What helped me find that Authority to look for was using Safari to go to the device and view the SSL info. Hate that Firefox (21.0) blocks you completely and doesn't even let you view the cert info. PLEASE FIX Mozilla!! I should at least be able to view the cert.

more options

I ran into the same problem.

In my case, what I needed to do was trust the CA more. The CA that had provided the invalid cert (was expired) was not enabled for website validation.

I had to find the CA name using another browser (because FF would not let me get far enough). I openned the page in Chrome, clicked the broken lock and then "Certificate Information" to display more details about the certificate causing the problem. In this case it was Rapid SSL CA under GeoTrust Inc.

Switching back to FireFox, I went to the Authorities list...

Preferences - Advanced - Encryption - View Certificates - * Authorities *

I selected the problem CA and then clicked the "Edit Trust" button.
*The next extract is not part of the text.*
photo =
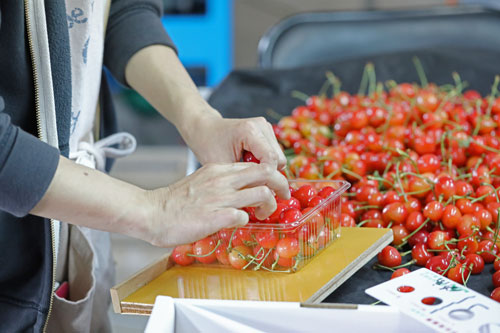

Enable the trust settings checkboxes.

Restart FireFox and was good to go...

The next time I hit the troubled page, I could add exception for cert and from then on use it.

Modified by DanD

more options

You should never set any trust bits for intermediate certificates that are identified as "Software Security Device".
Only trusted root certificates (Builtin Object Token or possibly imported root certificates) should have trust bits set.